私は水曜日までフランスの地方を旅行して庶民たちも含めた生の声を聞いてきたのだが、「さすがにルペンとアモンではどうしよう。もう民主主義が正しいと自信がなくなった」というフランス人らしくない人も多かった。
そんななかで、パリで木寺昌人・駐仏大使とも21日の午前に情勢を話し合ったのだが、私はこんなことをいっておいた。
「今度の選挙は1974年に似ている。ポンピドーが現職のまま死んで、そのあとの臨時大統領になったポエールを左派が担ぎ、与党のドゴール派ではシャバンデルマス元首相が出馬したが、中道派のジスカールデスタンが左右の融合を唱えて第三の候補になった。 そして左右からジスカールに合流するものが出て、とくに、シラク内相も首相就任を条件にこれに乗った。今回も、マクロンに首相やその他の重要ポストを条件に組むのがいるはず。それが決め手となって、マクロンが抜け出す可能性がかなりある」
そうしたところ、22日に中道右派のフランソワ・バイル元教育相が大統領選への不出馬を表明し、中道・無党派候補のエマニュエル・マクロン前経済相に協力する考えを示して、ちょっと、私の見通しも当たった感じだ。

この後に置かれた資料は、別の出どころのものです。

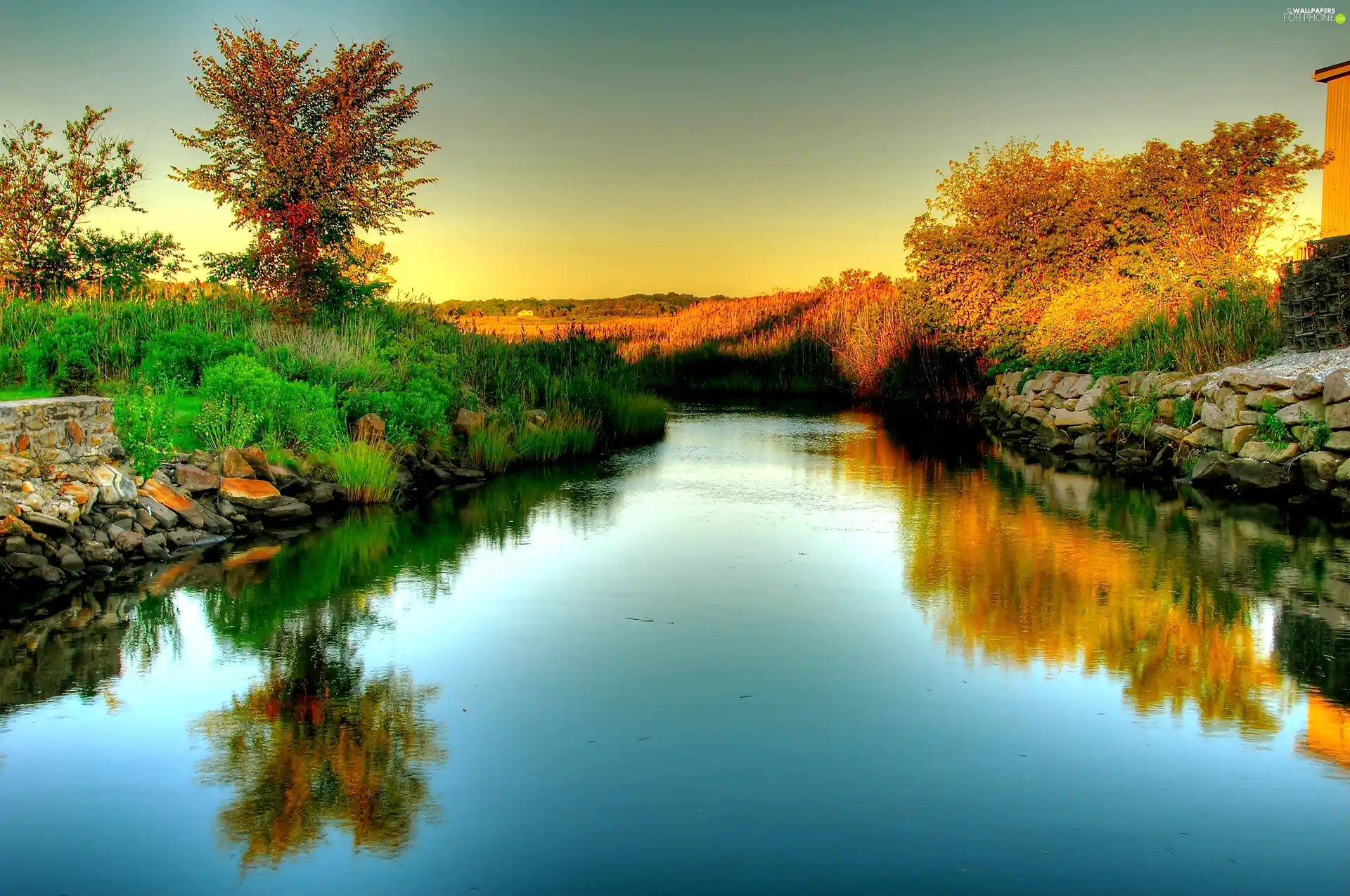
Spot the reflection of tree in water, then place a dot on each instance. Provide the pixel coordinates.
(321, 743)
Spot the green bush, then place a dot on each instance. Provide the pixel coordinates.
(490, 448)
(64, 356)
(289, 413)
(1272, 429)
(180, 355)
(366, 473)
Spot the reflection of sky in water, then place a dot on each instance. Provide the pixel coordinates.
(771, 654)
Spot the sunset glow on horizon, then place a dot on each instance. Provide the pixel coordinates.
(604, 149)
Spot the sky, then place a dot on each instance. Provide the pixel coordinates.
(601, 149)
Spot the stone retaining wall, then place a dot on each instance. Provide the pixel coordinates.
(1219, 446)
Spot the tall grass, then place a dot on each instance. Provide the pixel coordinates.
(490, 448)
(1235, 323)
(366, 473)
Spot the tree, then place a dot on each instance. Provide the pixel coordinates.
(305, 158)
(122, 262)
(45, 195)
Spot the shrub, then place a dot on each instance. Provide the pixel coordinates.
(64, 355)
(366, 473)
(1272, 429)
(180, 355)
(288, 413)
(490, 448)
(145, 422)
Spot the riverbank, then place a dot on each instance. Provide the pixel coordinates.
(1275, 429)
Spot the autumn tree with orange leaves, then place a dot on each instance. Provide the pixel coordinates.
(1015, 230)
(307, 160)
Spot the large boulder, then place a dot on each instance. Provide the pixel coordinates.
(115, 488)
(1256, 474)
(168, 495)
(1319, 469)
(469, 422)
(234, 466)
(250, 493)
(162, 516)
(195, 479)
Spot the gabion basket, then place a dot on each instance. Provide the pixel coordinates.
(1314, 296)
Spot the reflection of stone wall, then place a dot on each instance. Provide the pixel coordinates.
(72, 651)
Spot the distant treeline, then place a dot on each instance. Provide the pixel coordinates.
(635, 305)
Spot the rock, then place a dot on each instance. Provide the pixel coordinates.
(154, 547)
(70, 561)
(1063, 417)
(1319, 469)
(1204, 438)
(257, 459)
(1306, 385)
(164, 517)
(126, 540)
(1337, 387)
(1234, 438)
(289, 509)
(250, 493)
(469, 422)
(168, 495)
(195, 478)
(195, 514)
(1260, 475)
(46, 521)
(234, 466)
(287, 481)
(95, 552)
(1273, 454)
(1306, 409)
(1168, 432)
(371, 429)
(25, 560)
(80, 493)
(115, 488)
(1338, 415)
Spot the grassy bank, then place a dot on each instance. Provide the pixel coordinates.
(214, 368)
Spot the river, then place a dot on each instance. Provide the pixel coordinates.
(774, 654)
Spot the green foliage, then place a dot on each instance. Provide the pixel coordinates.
(180, 355)
(1318, 432)
(1118, 413)
(558, 438)
(366, 473)
(1272, 429)
(490, 448)
(1183, 412)
(638, 416)
(146, 425)
(288, 412)
(64, 356)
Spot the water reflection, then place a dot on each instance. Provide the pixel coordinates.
(1221, 610)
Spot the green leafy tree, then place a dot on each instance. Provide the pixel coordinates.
(46, 193)
(305, 158)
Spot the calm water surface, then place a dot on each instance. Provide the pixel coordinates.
(776, 654)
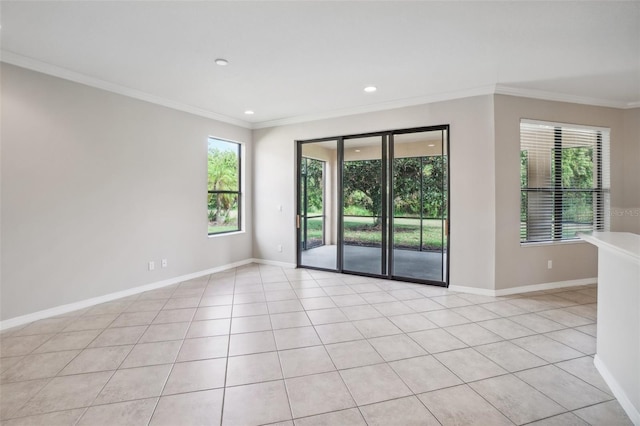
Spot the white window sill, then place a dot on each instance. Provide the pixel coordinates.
(224, 234)
(553, 243)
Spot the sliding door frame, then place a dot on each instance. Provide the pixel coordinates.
(387, 139)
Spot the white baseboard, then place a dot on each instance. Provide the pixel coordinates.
(275, 263)
(618, 392)
(63, 309)
(523, 289)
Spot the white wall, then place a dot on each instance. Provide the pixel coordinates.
(519, 265)
(627, 217)
(94, 185)
(472, 176)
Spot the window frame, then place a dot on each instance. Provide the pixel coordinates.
(600, 190)
(238, 192)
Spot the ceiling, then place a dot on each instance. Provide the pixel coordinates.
(303, 60)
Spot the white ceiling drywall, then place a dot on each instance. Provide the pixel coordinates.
(300, 60)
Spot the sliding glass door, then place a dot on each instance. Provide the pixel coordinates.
(376, 204)
(317, 204)
(364, 205)
(420, 205)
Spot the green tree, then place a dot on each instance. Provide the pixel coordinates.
(312, 171)
(223, 176)
(364, 176)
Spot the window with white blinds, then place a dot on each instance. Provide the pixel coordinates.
(564, 180)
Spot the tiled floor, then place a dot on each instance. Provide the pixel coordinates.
(262, 345)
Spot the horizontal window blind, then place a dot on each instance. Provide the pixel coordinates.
(564, 180)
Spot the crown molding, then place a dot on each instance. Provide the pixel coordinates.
(49, 69)
(559, 97)
(383, 106)
(498, 89)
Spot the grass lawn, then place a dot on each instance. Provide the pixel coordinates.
(361, 231)
(222, 228)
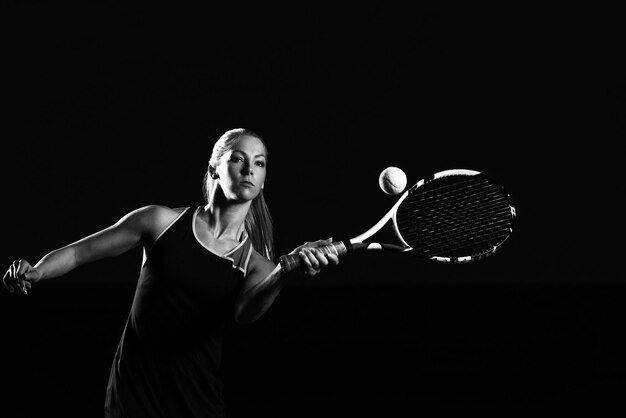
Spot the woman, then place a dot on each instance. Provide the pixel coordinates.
(200, 266)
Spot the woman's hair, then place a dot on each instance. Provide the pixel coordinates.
(258, 221)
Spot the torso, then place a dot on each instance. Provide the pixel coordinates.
(163, 216)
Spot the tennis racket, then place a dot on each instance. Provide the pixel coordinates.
(453, 216)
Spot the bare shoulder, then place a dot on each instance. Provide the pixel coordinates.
(153, 218)
(259, 264)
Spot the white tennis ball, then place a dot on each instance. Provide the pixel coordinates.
(392, 180)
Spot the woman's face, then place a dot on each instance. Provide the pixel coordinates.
(241, 170)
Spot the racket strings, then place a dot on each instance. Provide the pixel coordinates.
(464, 218)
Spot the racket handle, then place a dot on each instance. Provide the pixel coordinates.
(291, 262)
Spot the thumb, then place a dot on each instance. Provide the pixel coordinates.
(31, 275)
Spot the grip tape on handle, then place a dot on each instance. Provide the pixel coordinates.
(291, 262)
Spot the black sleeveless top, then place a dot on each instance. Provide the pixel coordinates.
(167, 363)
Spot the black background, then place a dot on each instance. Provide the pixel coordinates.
(109, 107)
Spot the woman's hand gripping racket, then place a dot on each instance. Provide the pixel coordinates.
(454, 216)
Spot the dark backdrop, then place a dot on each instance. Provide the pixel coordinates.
(109, 107)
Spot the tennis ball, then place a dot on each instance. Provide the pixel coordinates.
(392, 180)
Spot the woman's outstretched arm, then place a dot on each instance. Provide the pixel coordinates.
(114, 240)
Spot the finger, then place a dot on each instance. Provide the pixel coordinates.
(6, 279)
(310, 253)
(320, 257)
(21, 268)
(307, 260)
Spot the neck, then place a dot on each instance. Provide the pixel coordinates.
(226, 221)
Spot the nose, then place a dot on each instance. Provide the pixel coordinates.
(247, 169)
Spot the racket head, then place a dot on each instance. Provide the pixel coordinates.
(454, 216)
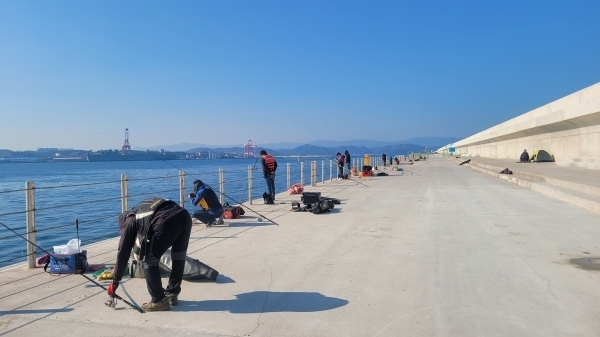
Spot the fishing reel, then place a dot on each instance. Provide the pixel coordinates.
(111, 302)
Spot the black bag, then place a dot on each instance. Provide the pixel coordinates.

バイルは「われわれは極めてリスクの高い状況に置かれており、異例の対応を要する」と指摘。自身が「犠牲」となり、「マクロン氏に協力を申し出ることを決めた」と語ったとのこと。
これを受けて、ユーロが対ドで上昇したほか、フランス国債も大幅に値上がりした。
バイルはフランス南西部ポーの市長を務め2007年の大統領選挙に出馬し第1回投票で18.6%の支持を得た。12年には9.1%、最近の支持率調査では5%前後だったが、出馬したらマクロンにいちばん不利とされていた。
しかし、出馬辞退で、中道左派と中道中央の連帯がなり、こうなると、社会党右派や共和党の一部の支持も期待できることになった。
フィヨンがあいかわらずペネロープ事件(妻と子を公設秘書として架空雇用した疑い)の解決に悩む中で一気に情勢が変わるかも知れない。
マクロンの政策はひとことでいえばビジネスに都合のよい環境作りと、合理化によって給付は減っても痛みは少ない社会政策、そしてEU統合維持というもの。
具体性が問題だが、方向的にはリベラル・ソーシャリズムの王道をやや右に寄せたラインで期待は持てる。
しかし、候補乱立で、ちょっとしたスキャンダルで動きそうなだけに楽観はできないが、だいぶ希望は持てそうな感じだ。マクロンは、オランド氏の閣僚だったが、右派と左派との融合を訴えて社会党を離れた。ENA出身の官僚で、日本でいえば、民主党内の玉木氏とか福島伸享氏とかが離党したような立場にある。